Feature engineering is challenging because it depends on leveraging human intuition to interpret implicit signals in datasets that machine learning algorithms use. Consequently, feature engineering is often the determining factor in whether a data science project is successful or not. Stanford Professor Andrew Ng accurately said, “…applied machine learning is basically feature engineering.”

The importance of feature engineering is clear. Unfortunately, it is frequently the bottleneck in the data science process because it requires both domain expertise to brainstorm ideas and the technical expertise to implement them.

This means that the best predictive models are only capable of being developed by a select group of people in most enterprise organizations today.

Inventing Feature Engineering Automation

Renowned machine learning professor Pedro Domingos says, “one of the holy grails of machine learning is to automate more and more of the feature engineering process.” In 2014, we made it our goal to create an approach to automate feature engineering for real-world datasets.

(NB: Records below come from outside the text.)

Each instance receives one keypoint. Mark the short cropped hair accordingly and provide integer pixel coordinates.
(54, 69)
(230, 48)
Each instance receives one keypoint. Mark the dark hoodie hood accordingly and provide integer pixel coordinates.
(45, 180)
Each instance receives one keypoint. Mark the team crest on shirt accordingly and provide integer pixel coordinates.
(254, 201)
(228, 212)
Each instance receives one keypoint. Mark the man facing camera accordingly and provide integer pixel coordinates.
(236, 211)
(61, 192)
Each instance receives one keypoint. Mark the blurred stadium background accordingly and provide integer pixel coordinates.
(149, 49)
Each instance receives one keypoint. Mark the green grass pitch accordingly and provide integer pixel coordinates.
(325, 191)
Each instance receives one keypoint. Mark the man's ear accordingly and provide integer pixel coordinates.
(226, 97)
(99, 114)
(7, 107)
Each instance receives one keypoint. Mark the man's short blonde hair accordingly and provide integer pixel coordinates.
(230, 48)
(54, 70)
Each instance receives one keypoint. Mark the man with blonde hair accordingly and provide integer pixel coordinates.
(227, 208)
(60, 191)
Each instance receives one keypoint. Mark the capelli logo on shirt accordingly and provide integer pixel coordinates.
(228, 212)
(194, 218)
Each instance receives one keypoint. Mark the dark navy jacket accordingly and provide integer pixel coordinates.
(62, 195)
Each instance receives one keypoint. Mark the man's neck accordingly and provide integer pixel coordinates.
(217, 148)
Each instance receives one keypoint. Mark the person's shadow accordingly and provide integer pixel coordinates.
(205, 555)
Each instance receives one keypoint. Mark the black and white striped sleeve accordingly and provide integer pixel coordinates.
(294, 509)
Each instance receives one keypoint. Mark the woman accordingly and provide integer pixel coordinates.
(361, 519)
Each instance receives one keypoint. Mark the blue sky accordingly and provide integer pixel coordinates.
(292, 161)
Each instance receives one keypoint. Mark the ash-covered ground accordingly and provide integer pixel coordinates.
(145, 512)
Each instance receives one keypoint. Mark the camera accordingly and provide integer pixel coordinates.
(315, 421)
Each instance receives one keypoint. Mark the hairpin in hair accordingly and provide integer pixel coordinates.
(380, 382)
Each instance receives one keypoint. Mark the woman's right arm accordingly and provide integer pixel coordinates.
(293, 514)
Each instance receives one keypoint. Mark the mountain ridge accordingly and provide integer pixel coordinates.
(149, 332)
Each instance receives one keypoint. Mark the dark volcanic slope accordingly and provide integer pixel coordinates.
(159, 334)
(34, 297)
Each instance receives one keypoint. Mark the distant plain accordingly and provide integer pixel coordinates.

Our work at MIT became the “Data Science Machine,” which was used to compete in key data science competitions. The results at the time showed the potential of what we were building — our system outperformed 615 of the 906 human teams that we competed against.

We accomplished this by using an approach that took hours, instead of weeks, to run. While this system deployed many advanced techniques to its advantage, the integral innovation to our success was Deep Feature Synthesis, our algorithm for automated feature engineering. We demonstrated that our system could reach human-level performance. But our goal was never to replace human data scientists. Rather, we sought to augment their work.

According to Gartner, even if an “organization already has a data science team … it may need to be enhanced with even more specialized data science skills specific to machine learning, such as feature engineering and feature extraction.” With Deep Feature Synthesis, we could make it easier for people to not only learn data science, but apply it too.

Feature Labs: making machine learning more accessible

Companies today have a growing number of machine learning needs, but they face a shortage of data scientists who can solve them. Paradoxically, more people than ever before are interested in learning the data science process, but they don’t have access to the tools that make it easy or even feasible to learn.

Feature Labs is committed to dramatically increasing access to machine learning by making automated feature engineering a core part of our product. In the last few months, we have:

Through these initiatives we want to lower the barrier to entry for those who want to help companies address their machine learning difficulties and become the data scientists the business world so desperately needs. With Feature Labs, building high-performance machine learning models to generate value for businesses is accessible to everyone.